Define What Gets Reused and How
A content reuse strategy identifies things such as:
- Which content is reused automatically
- Which content is reused manually
- What level of content can be reused
- Which mechanisms supply the reuse, such as variables and conditional logic to support “if/then” content reuse
- How reused content is managed
- Where content can be reused verbatim, without change from the original source
- Where content can be reused as a derivative, with some changes from the original source
While certain reuse best practices have been proven over time, there is no “one size fits all” for content reuse strategies. One of our pharma customers defined a reuse strategy for clinical reports that allows for reuse at the component and section level, but not for an individual paragraph or sentence. The CMC team at that same company defined reuse at the paragraph level in order to automate conditional text. Another customer’s reuse strategy separates individual sentences in core areas of clinical trial design – eligibility criteria, objectives, endpoints, assessments – to enable conditional reuse based on metadata.
Create Standards for Reusable Content
Regardless of how granular your level of reuse is, without a plan, your best efforts to scale content reuse will fail. There’s more to content reuse than breaking long documents into pieces and then putting them back together.
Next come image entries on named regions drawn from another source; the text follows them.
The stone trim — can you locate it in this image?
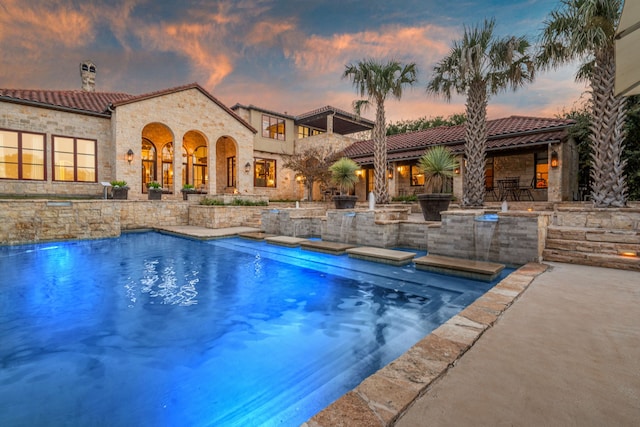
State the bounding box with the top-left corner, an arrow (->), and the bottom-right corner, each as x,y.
302,263 -> 548,427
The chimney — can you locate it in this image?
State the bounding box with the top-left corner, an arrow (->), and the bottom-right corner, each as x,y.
80,61 -> 96,92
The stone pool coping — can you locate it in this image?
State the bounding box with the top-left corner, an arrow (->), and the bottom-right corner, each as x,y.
302,263 -> 548,427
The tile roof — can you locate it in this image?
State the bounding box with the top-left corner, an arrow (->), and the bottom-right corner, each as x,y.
0,89 -> 133,115
231,104 -> 375,135
0,83 -> 257,133
345,116 -> 575,164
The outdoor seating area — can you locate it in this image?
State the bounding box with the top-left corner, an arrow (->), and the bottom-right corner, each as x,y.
490,176 -> 534,201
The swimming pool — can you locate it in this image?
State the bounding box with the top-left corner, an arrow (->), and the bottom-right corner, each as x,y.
0,232 -> 507,426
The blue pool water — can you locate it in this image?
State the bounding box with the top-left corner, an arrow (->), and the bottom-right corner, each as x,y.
0,232 -> 507,426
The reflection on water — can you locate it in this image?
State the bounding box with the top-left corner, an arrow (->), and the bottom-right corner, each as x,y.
0,233 -> 504,427
124,260 -> 200,308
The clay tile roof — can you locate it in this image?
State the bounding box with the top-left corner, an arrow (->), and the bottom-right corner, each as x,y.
0,89 -> 132,114
345,116 -> 575,164
0,83 -> 257,133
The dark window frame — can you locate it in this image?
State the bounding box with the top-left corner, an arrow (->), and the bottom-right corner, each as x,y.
51,135 -> 98,183
262,114 -> 287,141
0,128 -> 47,181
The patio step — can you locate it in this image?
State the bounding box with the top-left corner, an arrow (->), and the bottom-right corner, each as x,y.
242,210 -> 262,228
542,226 -> 640,271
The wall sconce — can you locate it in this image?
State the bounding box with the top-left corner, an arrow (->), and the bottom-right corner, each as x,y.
551,150 -> 558,169
618,249 -> 638,258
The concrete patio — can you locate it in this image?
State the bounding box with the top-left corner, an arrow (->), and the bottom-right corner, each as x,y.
396,263 -> 640,427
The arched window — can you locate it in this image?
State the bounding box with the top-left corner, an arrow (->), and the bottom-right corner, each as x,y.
162,142 -> 173,188
141,138 -> 158,193
193,145 -> 208,188
182,145 -> 191,186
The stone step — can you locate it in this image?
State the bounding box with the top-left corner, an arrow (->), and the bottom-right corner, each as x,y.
347,246 -> 416,266
413,255 -> 504,282
542,248 -> 640,271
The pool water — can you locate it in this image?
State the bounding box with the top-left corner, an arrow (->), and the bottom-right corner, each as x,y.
0,232 -> 507,426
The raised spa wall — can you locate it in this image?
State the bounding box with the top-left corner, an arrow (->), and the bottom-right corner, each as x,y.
0,200 -> 576,265
262,208 -> 552,265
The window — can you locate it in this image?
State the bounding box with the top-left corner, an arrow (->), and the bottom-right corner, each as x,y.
262,114 -> 284,141
53,136 -> 98,182
411,165 -> 424,187
0,130 -> 45,181
227,156 -> 236,187
142,138 -> 157,193
298,126 -> 324,139
535,151 -> 549,188
162,142 -> 173,188
484,157 -> 493,191
253,159 -> 276,187
193,145 -> 208,188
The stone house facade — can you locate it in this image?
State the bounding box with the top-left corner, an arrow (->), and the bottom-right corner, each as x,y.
0,61 -> 373,200
346,116 -> 584,202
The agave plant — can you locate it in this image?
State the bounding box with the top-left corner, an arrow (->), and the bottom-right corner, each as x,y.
418,145 -> 458,193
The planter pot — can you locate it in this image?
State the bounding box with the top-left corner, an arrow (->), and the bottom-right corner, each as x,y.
111,187 -> 129,200
418,193 -> 451,221
147,188 -> 162,200
333,195 -> 358,209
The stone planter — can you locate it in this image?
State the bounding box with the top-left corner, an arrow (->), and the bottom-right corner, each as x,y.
333,195 -> 358,209
111,187 -> 129,200
180,190 -> 196,201
418,193 -> 451,221
147,188 -> 162,200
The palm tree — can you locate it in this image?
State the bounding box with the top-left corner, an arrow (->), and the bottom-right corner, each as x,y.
536,0 -> 627,207
342,59 -> 417,203
427,19 -> 534,207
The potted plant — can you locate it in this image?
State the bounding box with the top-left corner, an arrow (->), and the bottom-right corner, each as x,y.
329,157 -> 360,209
180,184 -> 196,200
147,181 -> 162,200
418,145 -> 458,221
109,180 -> 129,200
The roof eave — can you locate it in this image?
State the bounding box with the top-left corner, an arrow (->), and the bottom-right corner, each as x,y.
0,95 -> 111,118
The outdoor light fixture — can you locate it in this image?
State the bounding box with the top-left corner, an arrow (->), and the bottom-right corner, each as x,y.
618,249 -> 638,258
551,150 -> 558,168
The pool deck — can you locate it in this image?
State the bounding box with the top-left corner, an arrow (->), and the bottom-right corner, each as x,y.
152,227 -> 640,427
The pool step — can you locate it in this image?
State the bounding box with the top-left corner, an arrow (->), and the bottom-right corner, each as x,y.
300,240 -> 355,255
264,236 -> 309,248
413,255 -> 504,282
347,246 -> 416,265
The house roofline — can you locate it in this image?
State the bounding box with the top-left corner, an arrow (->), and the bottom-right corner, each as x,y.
0,95 -> 111,119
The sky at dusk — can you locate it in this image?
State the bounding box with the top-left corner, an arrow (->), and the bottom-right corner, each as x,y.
0,0 -> 587,122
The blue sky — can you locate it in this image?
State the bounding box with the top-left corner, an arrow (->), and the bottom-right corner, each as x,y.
0,0 -> 586,121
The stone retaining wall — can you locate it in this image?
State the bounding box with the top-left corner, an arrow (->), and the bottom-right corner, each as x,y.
191,205 -> 264,228
120,200 -> 193,230
553,202 -> 640,231
0,200 -> 121,245
427,210 -> 551,265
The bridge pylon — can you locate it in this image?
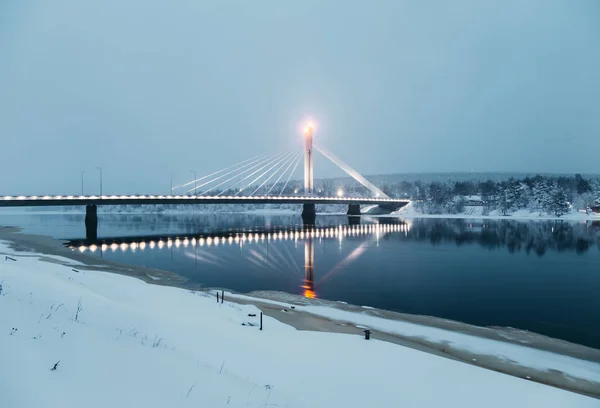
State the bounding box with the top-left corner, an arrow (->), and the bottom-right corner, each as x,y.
304,125 -> 313,194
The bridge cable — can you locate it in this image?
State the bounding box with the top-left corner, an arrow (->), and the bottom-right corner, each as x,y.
250,152 -> 304,196
187,150 -> 285,194
200,149 -> 290,197
315,145 -> 390,198
267,149 -> 304,196
235,151 -> 295,196
176,148 -> 286,191
187,150 -> 292,194
279,152 -> 303,196
202,149 -> 296,197
213,149 -> 291,197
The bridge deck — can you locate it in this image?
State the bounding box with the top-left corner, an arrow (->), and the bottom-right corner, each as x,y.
0,195 -> 409,207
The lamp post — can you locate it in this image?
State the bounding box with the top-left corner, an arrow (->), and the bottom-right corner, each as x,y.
190,170 -> 198,195
96,167 -> 102,198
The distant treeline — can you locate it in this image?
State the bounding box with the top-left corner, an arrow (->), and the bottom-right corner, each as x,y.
370,174 -> 600,216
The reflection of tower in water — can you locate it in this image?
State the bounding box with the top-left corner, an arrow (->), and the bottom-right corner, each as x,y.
302,234 -> 317,299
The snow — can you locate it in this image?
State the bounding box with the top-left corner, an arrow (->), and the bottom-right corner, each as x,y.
228,294 -> 600,383
0,243 -> 599,408
391,202 -> 600,221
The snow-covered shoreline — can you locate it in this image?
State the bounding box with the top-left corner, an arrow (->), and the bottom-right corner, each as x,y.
0,233 -> 600,407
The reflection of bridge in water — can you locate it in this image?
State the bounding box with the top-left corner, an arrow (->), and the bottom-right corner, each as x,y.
67,217 -> 600,297
66,218 -> 410,298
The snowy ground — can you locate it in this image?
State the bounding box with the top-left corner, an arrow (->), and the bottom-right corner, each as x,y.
392,203 -> 600,221
0,243 -> 600,408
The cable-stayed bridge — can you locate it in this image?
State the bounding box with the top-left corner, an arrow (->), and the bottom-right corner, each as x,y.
0,126 -> 409,240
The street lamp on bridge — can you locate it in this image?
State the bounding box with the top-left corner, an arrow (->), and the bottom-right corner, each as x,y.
190,170 -> 198,195
96,167 -> 102,198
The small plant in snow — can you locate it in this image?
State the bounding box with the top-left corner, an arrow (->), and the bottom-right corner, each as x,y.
75,299 -> 83,322
152,336 -> 163,348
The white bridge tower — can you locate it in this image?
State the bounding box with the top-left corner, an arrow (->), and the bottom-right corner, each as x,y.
304,125 -> 313,194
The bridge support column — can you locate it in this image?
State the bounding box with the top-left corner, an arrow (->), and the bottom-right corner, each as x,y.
346,204 -> 360,217
302,203 -> 317,224
85,205 -> 98,241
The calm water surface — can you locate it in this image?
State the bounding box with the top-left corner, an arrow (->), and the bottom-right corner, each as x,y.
0,214 -> 600,348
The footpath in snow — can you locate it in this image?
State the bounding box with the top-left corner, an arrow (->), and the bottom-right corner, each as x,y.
0,243 -> 600,408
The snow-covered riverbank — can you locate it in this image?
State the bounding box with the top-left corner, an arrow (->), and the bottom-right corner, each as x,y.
0,239 -> 600,408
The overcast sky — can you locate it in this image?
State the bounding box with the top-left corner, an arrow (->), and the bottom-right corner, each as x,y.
0,0 -> 600,194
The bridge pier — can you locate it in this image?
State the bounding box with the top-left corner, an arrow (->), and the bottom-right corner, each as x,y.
346,204 -> 360,217
302,203 -> 317,224
85,205 -> 98,241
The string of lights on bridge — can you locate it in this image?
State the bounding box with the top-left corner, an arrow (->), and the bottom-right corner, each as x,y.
0,195 -> 406,203
70,222 -> 411,252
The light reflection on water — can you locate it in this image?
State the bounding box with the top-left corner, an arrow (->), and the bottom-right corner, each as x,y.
0,214 -> 600,348
68,220 -> 411,298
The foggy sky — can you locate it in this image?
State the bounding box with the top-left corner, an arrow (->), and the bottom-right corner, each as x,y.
0,0 -> 600,195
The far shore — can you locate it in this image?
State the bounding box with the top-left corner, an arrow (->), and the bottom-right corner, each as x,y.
0,223 -> 600,398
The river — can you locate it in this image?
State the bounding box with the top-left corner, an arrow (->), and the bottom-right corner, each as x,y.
0,212 -> 600,349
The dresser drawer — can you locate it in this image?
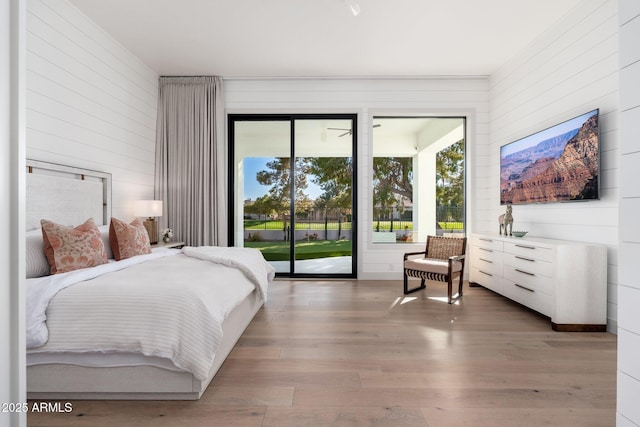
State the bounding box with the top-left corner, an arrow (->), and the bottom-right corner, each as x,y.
502,280 -> 554,317
470,246 -> 503,276
504,253 -> 553,277
469,265 -> 502,294
470,235 -> 504,252
504,265 -> 553,295
504,241 -> 553,262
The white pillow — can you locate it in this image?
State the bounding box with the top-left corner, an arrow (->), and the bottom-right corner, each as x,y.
98,225 -> 113,259
25,229 -> 50,279
25,225 -> 113,279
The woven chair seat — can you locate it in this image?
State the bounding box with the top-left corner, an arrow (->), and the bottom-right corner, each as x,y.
404,258 -> 462,282
403,236 -> 467,304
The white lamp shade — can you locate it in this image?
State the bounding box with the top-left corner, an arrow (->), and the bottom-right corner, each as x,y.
133,200 -> 162,218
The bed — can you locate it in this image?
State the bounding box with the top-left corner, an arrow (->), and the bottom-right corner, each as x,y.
26,161 -> 274,400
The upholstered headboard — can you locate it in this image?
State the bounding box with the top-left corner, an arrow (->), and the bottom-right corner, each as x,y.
26,160 -> 111,231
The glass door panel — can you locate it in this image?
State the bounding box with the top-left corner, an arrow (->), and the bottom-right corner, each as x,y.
293,119 -> 354,275
233,120 -> 291,273
229,115 -> 356,277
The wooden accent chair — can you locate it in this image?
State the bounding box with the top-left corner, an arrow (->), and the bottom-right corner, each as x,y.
404,236 -> 467,304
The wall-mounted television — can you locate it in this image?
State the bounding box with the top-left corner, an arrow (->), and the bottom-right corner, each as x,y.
500,109 -> 600,205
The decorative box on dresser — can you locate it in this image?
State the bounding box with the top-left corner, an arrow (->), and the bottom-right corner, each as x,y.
469,234 -> 607,332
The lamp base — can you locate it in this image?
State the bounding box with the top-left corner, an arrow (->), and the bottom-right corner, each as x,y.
143,218 -> 158,245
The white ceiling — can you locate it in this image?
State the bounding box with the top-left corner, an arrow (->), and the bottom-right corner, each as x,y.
70,0 -> 593,77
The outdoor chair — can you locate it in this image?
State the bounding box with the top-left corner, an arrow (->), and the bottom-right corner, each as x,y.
404,236 -> 467,304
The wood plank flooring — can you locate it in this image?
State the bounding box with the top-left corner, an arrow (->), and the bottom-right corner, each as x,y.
28,280 -> 616,427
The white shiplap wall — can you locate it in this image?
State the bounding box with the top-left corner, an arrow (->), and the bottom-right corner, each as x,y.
484,0 -> 620,332
616,0 -> 640,427
224,77 -> 489,279
26,0 -> 158,219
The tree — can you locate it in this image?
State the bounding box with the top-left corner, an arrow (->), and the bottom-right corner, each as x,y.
373,157 -> 413,218
304,157 -> 353,215
436,140 -> 464,206
256,157 -> 309,240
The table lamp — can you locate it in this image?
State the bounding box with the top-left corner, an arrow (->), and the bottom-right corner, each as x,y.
133,200 -> 162,244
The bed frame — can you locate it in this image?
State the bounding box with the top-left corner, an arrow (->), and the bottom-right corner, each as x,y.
27,291 -> 262,400
27,160 -> 263,400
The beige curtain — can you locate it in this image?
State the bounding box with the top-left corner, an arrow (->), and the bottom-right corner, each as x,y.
155,77 -> 227,246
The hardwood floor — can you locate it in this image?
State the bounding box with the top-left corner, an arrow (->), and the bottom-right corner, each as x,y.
28,280 -> 616,427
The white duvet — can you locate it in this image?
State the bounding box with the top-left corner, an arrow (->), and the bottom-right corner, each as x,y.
27,247 -> 274,380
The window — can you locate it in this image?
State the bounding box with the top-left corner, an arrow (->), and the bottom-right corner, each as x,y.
372,117 -> 465,244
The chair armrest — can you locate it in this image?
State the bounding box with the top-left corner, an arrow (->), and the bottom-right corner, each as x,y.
449,254 -> 467,261
404,251 -> 427,261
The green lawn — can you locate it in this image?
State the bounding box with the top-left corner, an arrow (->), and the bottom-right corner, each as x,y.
244,240 -> 351,261
244,220 -> 464,231
244,219 -> 351,230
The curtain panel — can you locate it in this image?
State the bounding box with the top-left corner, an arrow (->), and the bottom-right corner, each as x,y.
155,77 -> 227,246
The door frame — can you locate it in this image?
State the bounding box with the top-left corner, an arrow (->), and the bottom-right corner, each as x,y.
227,113 -> 358,279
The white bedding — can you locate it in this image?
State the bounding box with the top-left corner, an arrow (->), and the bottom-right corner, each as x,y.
27,248 -> 273,380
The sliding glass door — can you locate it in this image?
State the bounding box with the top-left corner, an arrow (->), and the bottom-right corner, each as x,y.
229,115 -> 356,277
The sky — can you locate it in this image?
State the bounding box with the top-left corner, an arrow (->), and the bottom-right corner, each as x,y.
500,110 -> 597,157
244,157 -> 322,200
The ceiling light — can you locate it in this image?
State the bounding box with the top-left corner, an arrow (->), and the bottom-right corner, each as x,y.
344,0 -> 360,16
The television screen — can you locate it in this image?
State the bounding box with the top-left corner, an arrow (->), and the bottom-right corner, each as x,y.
500,109 -> 600,205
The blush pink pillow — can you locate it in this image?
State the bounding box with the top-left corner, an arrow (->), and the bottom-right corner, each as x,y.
40,218 -> 107,274
109,218 -> 151,261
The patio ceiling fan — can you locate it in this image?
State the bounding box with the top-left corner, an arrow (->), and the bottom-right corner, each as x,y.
327,124 -> 382,138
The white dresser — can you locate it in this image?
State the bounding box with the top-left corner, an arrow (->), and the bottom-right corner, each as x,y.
469,234 -> 607,331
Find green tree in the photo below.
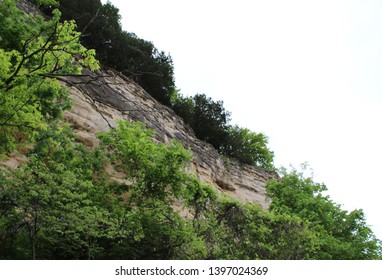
[266,166,381,259]
[221,125,274,169]
[60,0,175,106]
[0,0,98,153]
[0,123,114,259]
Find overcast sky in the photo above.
[103,0,382,239]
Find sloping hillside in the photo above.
[65,71,276,208]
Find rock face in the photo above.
[64,70,277,208]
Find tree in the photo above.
[266,166,381,259]
[0,123,114,259]
[60,0,175,106]
[0,0,99,153]
[221,125,274,169]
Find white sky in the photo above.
[103,0,382,239]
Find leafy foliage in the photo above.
[267,166,381,259]
[60,0,175,105]
[173,94,274,169]
[0,0,382,259]
[0,0,98,153]
[220,125,274,169]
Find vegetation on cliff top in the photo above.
[0,0,382,259]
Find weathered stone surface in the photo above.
[65,71,276,208]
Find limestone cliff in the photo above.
[65,70,276,208]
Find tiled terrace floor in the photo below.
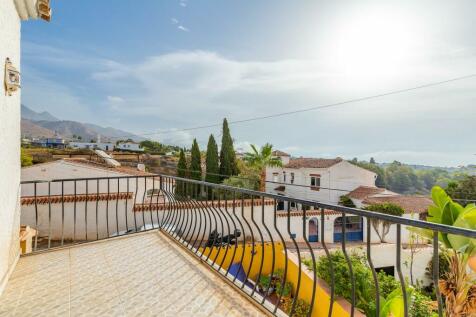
[0,232,263,317]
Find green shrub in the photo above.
[377,271,400,297]
[286,299,311,317]
[276,280,293,297]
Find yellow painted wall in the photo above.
[200,243,350,317]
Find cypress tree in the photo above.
[220,118,238,180]
[190,139,202,197]
[205,134,220,183]
[175,149,187,196]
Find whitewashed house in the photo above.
[0,0,51,294]
[266,152,377,208]
[116,142,144,152]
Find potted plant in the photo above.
[415,186,476,317]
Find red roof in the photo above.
[284,157,343,168]
[362,195,433,213]
[347,186,385,199]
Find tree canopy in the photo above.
[205,134,220,183]
[175,149,188,196]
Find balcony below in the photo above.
[0,230,264,317]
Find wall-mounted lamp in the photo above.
[5,57,20,96]
[36,0,51,22]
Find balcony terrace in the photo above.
[0,230,264,316]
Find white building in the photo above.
[69,142,114,152]
[0,0,50,294]
[116,142,144,152]
[266,152,377,207]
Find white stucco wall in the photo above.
[21,160,163,240]
[266,161,376,204]
[0,0,20,293]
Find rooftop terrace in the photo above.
[0,230,264,316]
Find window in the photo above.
[310,174,321,190]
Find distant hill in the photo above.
[21,105,145,142]
[21,105,59,121]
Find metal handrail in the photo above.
[21,174,476,238]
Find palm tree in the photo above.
[243,143,283,192]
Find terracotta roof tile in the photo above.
[134,199,274,212]
[347,186,385,199]
[272,150,291,156]
[276,209,342,217]
[362,195,433,213]
[284,157,343,168]
[21,192,134,206]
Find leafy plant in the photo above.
[415,186,476,317]
[339,195,355,208]
[316,250,375,316]
[20,149,33,167]
[276,280,293,297]
[285,299,311,317]
[377,271,400,297]
[258,275,271,290]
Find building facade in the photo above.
[116,142,144,152]
[68,142,114,152]
[266,156,377,204]
[0,0,50,294]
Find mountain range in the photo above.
[21,105,145,142]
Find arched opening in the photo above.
[308,218,319,242]
[334,216,364,242]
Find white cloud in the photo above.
[23,46,476,165]
[177,25,190,32]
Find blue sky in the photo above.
[22,0,476,166]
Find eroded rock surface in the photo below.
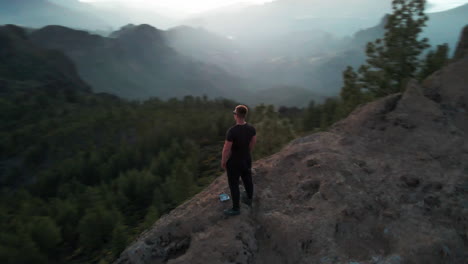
[116,27,468,264]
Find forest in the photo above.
[0,1,449,263]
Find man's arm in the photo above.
[249,136,257,151]
[221,140,232,169]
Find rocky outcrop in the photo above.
[116,28,468,264]
[455,25,468,59]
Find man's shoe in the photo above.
[224,209,240,216]
[241,193,252,207]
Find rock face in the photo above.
[116,31,468,264]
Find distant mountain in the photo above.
[424,4,468,51]
[187,0,390,39]
[48,0,176,29]
[0,0,110,29]
[30,25,252,99]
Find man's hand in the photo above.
[221,140,232,169]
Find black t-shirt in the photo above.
[226,124,257,161]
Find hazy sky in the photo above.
[80,0,468,15]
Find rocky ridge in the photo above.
[116,29,468,264]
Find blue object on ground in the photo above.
[219,193,231,202]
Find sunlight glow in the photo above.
[79,0,273,14]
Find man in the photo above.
[221,105,257,215]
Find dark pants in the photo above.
[226,160,253,210]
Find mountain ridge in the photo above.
[115,28,468,264]
[30,25,249,99]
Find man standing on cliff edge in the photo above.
[221,105,257,215]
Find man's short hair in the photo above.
[236,105,249,118]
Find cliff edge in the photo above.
[116,29,468,264]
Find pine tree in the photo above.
[340,66,365,116]
[418,44,449,80]
[344,0,429,97]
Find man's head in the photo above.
[233,105,249,119]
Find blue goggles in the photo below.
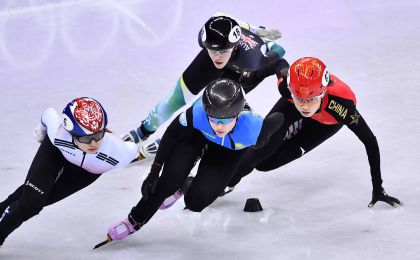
[73,129,105,144]
[208,116,236,125]
[292,90,325,104]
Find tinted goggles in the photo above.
[292,91,325,104]
[208,116,235,125]
[73,129,105,144]
[207,48,233,55]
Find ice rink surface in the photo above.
[0,0,420,260]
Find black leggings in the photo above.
[229,98,343,187]
[0,137,100,244]
[131,132,246,224]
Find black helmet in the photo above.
[203,79,246,118]
[199,16,241,51]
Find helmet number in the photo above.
[229,25,241,43]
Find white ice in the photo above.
[0,0,420,260]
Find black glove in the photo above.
[141,163,162,200]
[368,189,402,208]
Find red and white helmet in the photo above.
[63,97,108,136]
[287,57,330,98]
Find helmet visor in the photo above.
[208,116,235,125]
[73,129,105,144]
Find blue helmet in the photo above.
[62,97,108,136]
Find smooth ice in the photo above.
[0,0,420,260]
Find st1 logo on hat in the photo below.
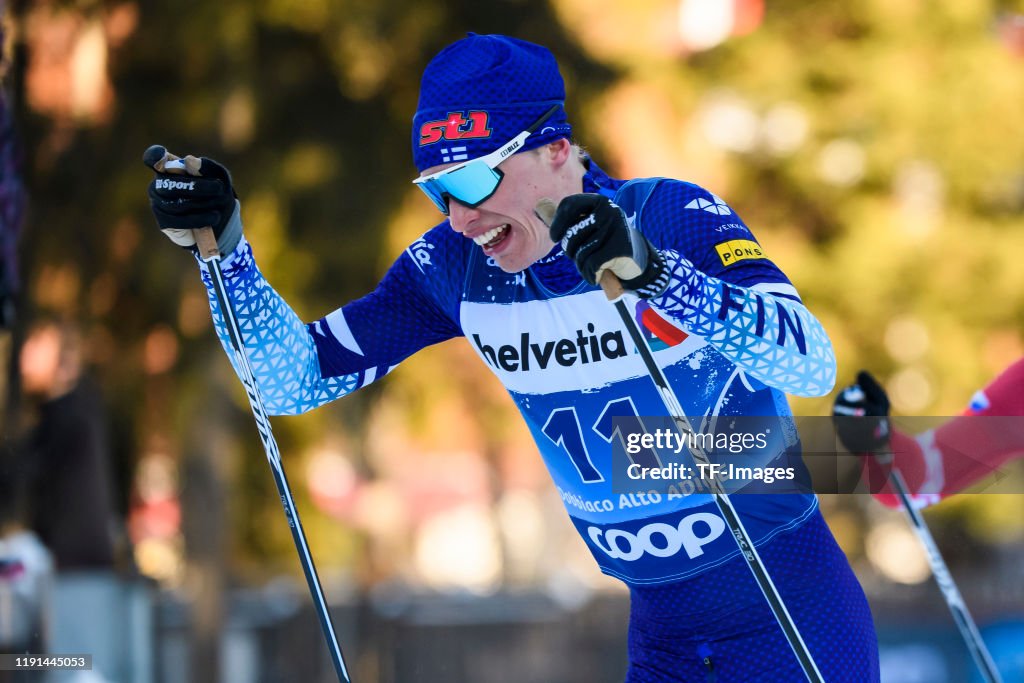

To successfully reuse content, you need to create content standards.
For reused content to flow seamlessly wherever it is used and to meet the requirements of the various documents, the content must be created with reuse in mind. The organization must adopt standards for how content is written, how much content to include in each component, and what order to include the information in. Authors must follow those standards so that content can be reused automatically, without additional curation by humans.
How Pharma Content Reuse Supports Content Automation
Content reuse is the basis of several types of content automation in pharma. In fact, content reuse and automation are so closely related, it’s almost impossible to do one without the other. Much of content automation depends on a well-defined content reuse strategy.
Here are some examples of how we help pharma customers automate content creation through content reuse.
- Create authoring templates that automatically provide reused content when authors create new documents
- Enable authors to create closely related documents simultaneously by building planned reuse into authoring templates
- Build a library of reusable components that can be inserted into documents automatically or manually wherever needed
- Design reuse maps, conditions, and metadata models to support dynamic assembly of working documents
- Develop variable definitions files to reuse small units of information across a wide array of documents from a single source of truth
- Develop output formats that automate formatting, navigation, and cross-reference links so that the same content can be reused in multiple outputs
A pharma content reuse strategy needs to be robust enough to support different types of automation while still meeting all the requirements of the content.